The Cost of Compliance
One of the most widely accepted views in the storage industry is that compliance regulations such as Sarbanes-Oxley will increase the usage of NAS systems for archiving applications.
“These regulations have yielded increased functionality and retention requirements, but this is not limited to NAS,” said EMC’s Lavache. “This is one of the key elements that has accelerated the adoption of tiered storage and the usage of file-based retention capabilities via EMC’s Celerra platform, as well as spurred the rapid adoption of CAS — a new class of solution ideally suited to meet a host of regulatory and compliance requirements.”
Harding of Tek-Tools agrees that compliance regulations have led companies to rethink what they store and how they store it, and as a result, organizations are increasingly using NAS storage for archiving.
But the same compliance regulations also encompass other data areas such as e-mail, for which NAS systems are not an option, he said. “One might speculate that there is more potential for Content Management Systems rather than NAS systems when it comes to archiving,” he said.
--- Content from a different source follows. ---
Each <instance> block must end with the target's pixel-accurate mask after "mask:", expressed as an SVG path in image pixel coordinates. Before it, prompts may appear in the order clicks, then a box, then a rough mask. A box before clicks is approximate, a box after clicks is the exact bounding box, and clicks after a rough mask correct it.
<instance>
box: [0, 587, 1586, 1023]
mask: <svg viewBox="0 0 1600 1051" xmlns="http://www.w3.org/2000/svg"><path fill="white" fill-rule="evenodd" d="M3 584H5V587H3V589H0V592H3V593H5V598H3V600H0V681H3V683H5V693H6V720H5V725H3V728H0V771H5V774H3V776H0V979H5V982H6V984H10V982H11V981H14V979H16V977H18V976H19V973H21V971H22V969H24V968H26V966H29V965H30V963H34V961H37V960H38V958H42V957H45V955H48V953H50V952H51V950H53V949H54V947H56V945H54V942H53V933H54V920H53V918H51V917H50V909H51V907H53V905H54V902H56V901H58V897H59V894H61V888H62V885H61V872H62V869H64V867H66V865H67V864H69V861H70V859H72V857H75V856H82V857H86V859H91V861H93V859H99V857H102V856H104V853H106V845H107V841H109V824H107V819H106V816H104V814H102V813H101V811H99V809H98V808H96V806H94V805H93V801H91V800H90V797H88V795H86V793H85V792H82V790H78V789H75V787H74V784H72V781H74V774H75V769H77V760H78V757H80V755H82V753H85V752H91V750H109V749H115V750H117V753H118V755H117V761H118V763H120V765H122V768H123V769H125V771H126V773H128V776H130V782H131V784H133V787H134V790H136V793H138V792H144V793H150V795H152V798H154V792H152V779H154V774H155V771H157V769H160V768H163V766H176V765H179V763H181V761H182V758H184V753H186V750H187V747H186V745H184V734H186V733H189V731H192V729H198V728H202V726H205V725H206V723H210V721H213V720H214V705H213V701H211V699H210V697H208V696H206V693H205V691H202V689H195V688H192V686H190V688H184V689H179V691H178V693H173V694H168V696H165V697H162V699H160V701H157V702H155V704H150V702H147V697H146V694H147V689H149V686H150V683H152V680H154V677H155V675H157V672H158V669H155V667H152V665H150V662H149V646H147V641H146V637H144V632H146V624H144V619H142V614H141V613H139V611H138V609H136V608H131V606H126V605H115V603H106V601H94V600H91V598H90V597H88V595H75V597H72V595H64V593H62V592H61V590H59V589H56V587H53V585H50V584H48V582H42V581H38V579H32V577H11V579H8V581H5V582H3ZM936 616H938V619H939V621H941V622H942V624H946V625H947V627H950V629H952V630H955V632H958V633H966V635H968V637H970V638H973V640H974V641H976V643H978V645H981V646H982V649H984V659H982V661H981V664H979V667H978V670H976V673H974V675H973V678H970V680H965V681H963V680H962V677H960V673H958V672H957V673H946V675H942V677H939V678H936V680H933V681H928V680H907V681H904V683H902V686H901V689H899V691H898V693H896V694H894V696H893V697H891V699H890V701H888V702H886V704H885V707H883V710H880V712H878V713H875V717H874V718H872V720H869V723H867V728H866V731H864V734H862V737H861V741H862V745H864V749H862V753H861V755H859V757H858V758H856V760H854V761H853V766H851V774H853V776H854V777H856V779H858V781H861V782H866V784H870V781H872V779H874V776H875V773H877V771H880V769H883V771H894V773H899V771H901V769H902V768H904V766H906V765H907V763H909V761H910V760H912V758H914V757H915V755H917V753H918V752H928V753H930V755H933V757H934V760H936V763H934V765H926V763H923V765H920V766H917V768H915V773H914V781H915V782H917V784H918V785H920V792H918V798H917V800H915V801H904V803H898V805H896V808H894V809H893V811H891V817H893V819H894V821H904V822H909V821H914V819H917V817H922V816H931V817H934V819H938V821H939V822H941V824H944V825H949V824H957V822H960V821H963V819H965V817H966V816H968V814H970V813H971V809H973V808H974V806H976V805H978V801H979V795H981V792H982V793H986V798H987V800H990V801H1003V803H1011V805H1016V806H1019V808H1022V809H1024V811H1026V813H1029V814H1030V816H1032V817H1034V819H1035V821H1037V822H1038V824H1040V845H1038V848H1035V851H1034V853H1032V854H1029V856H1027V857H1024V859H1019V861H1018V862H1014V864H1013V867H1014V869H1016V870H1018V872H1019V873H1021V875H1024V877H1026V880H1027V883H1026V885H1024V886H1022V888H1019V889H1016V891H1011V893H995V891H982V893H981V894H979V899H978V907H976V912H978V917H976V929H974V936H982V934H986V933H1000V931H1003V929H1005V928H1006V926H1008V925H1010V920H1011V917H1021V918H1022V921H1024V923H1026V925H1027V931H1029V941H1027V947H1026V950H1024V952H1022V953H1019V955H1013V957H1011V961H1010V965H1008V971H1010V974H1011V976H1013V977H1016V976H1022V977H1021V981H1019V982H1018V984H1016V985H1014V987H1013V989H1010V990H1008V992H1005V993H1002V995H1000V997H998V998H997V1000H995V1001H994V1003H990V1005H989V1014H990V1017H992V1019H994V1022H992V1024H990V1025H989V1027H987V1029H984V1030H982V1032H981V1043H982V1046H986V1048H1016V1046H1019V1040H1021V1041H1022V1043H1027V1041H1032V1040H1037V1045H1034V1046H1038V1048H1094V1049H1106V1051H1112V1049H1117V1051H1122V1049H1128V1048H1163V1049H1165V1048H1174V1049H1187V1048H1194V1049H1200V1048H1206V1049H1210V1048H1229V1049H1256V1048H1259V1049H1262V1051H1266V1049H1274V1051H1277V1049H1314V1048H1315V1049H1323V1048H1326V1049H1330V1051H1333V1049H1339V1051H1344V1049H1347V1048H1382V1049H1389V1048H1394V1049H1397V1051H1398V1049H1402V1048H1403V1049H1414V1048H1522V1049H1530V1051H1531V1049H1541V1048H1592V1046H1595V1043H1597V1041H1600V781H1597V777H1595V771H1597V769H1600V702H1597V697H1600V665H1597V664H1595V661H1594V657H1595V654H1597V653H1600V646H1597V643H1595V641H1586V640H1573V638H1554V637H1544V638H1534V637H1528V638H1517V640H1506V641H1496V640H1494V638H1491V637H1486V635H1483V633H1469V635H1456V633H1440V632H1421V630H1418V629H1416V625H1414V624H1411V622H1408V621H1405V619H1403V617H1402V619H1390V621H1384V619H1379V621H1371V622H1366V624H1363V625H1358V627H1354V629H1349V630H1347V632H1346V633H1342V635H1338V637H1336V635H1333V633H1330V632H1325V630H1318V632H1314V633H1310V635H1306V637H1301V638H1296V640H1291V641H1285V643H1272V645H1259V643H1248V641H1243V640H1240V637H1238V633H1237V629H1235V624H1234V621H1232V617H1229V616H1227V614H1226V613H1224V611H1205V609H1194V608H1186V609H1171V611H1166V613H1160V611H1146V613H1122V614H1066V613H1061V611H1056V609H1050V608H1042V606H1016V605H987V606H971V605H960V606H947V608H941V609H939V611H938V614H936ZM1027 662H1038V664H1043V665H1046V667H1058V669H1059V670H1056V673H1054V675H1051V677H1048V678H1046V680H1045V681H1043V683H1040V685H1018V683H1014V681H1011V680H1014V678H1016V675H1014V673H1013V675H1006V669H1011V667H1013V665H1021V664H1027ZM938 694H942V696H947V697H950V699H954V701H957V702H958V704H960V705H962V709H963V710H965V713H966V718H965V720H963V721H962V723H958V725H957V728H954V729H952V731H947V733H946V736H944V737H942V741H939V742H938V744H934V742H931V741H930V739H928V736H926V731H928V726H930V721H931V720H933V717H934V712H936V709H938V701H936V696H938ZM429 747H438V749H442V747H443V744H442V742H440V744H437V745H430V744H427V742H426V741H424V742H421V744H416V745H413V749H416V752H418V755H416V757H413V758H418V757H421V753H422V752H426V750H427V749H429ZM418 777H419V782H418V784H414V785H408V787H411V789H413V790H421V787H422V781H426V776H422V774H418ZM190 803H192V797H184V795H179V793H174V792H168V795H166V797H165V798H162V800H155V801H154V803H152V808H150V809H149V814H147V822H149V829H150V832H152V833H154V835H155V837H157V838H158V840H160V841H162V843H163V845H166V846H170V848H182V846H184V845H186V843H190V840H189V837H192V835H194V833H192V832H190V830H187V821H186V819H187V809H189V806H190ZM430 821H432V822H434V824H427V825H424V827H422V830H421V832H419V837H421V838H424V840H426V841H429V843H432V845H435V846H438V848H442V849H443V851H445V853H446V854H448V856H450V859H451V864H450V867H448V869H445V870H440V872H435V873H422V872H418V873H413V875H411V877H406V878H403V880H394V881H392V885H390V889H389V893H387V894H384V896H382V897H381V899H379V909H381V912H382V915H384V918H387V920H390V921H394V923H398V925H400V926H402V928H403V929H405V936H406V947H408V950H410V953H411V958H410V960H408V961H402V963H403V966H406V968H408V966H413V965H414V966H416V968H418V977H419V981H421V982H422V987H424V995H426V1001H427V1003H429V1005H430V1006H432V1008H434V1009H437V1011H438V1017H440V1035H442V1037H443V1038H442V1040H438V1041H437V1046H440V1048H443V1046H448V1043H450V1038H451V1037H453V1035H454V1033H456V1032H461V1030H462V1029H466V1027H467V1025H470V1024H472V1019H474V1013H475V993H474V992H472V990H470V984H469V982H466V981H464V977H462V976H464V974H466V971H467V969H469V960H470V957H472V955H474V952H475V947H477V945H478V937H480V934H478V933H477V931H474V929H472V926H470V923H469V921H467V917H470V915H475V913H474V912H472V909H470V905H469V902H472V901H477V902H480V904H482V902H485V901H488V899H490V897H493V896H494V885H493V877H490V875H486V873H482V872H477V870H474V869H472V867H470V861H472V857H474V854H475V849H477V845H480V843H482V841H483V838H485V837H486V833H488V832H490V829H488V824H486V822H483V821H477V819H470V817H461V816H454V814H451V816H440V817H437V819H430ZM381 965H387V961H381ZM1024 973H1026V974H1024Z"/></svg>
EqualLogic’s Schott agrees that compliance will raise the use of storage resources, but he adds that it has yet to be determined whether NAS is the best method for serving compliance applications.
“Content addressable storage systems are typically not based on NAS architectures,” said Schott. “Rather, they typically have custom APIs for creating and accessing content. NAS system file naming and directory policies are typically non-optimal for CAS systems, as the usage model is different.”
Industry analysts also predict that NAS gateways will continue to grow at a healthy pace to capitalize on existing SAN infrastructures, since some newer storage products have begun to support heterogeneous SAN storage arrays. However, they predict that unlike the Unified Storage approach, the management of NAS gateways will continue to be separate from the management of SAN arrays for block-level applications because they are usually based on different platforms.